Another clue as to where Dorothy lived in Kansas: In the short story "Jack Pumpkinhead and the Saw-Horse Win a Race and Incite a Riot; the Woggle-Bug Restores Harmony" by L. Frank Baum, published in 1904 as part of his Queer Visitors from the Marvelous Land of Oz comic page, Dorothy takes the Scarecrow, Tin Woodman, Jack Pumpkinhead, the Sawhorse, and the Wogglebug to the nearby Jones County Fair. But there is no Jones County in Kansas.
Another possible location for Oz: In the 1964 animated television special Return to Oz, Dorothy descibes it as being "halfway to yesterday and back."
A misspelling: Bert Lahr's real last name is spelled Lahrheim, not Lahreim.

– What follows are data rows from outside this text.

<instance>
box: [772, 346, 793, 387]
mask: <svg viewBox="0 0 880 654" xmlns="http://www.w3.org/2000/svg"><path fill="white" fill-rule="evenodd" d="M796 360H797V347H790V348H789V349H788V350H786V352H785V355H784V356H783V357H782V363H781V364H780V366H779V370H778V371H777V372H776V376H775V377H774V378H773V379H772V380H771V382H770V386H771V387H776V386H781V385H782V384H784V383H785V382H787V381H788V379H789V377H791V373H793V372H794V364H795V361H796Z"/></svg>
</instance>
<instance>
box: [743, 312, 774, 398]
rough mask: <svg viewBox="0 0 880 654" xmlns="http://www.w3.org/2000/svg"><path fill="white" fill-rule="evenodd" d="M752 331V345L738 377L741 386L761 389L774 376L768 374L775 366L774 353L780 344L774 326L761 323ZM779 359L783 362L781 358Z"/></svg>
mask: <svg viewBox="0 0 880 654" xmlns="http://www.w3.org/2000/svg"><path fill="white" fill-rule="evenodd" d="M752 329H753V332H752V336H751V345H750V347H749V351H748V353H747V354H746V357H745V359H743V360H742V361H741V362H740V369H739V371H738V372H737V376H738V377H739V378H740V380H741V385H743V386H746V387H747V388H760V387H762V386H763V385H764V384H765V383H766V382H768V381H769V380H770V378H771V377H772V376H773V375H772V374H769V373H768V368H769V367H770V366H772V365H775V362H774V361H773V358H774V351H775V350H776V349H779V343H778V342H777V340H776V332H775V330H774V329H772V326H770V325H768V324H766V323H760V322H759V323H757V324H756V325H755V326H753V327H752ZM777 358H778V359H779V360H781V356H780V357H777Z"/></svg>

Also, he died on December 4, 1967, and not in 1968.
I must do some research on the famous shoes in the novel version of Wicked, but in the play, they are either red or silver, depending on how the light shines on them.
The Wizard of Oz Catalog, compiled by Fraser A. Sherman, erroneously states that the Wicked Witch of the West is named Blinky in The Wonderful Wizard of Oz. I have no idea where he got this idea. This is not the same as Blinkie, the wicked witch in The Scarecrow of Oz.
Baum's adventure book for older readers, The Daring Twins, was recently reprinted under the title The Secret of the Lost Fortune by Hungry Tiger Press. The same publishers also put another old Baum title, The Boy Fortune Hunters in China, as The Scream of the Sacred Ape. Two other recent titles of interest are a reprint of The Navy Alphabet from Applewood Books, and The Collected Short Stories of L. Frank Baum from the International Wizard of Oz Club.
Yes, I've now seen Wicked, and even have the libretto, so I can at least speak about this show more authoitatively, and there will be more about it in the next edition of the FAQ, particularly question 9.5.
I've found out more about the "backdrops were found right before they were to be thrown out" story. It seems that this actually happened with many of the matte paintings that were joined with film in post-production to make it look like there really was an Emerald City in the background, not a soundstage wall. They're now at the archives of film school at either USC or UCLA, and I'll have a more definitive answer in the next edition.
The Munchkin who adds "If any" to the mayor's speech? A lawyer has told me that this is a legal term, and there are a number of reasons why he might add it. That makes more sense now, since that character is the Munchkin barrister.
The French comic book series, Le Magicien d'Oz, has now been issued in a complete omnibus edition in English, as The Wonderful Wizard of Oz, by Image Comics. I know there is also a German edition available, so it may have been translated into other languages as well.
Plans for a Wizard of Oz-themed amusement park have surfaced again, this time in upstate New York. Yes, I'll be talking more about this if it actually happens.
Two more Oz music videos, both from The Muppets' Wizard of Oz, were available at one point on the Disney website.
The Red Brick Road is a venue in Roger S. Baum's novel The Oz Odyssey.
Tin Man, a mini-series for the Sci-Fi Channel, was broadcast in December of 2007, and is now available on DVD.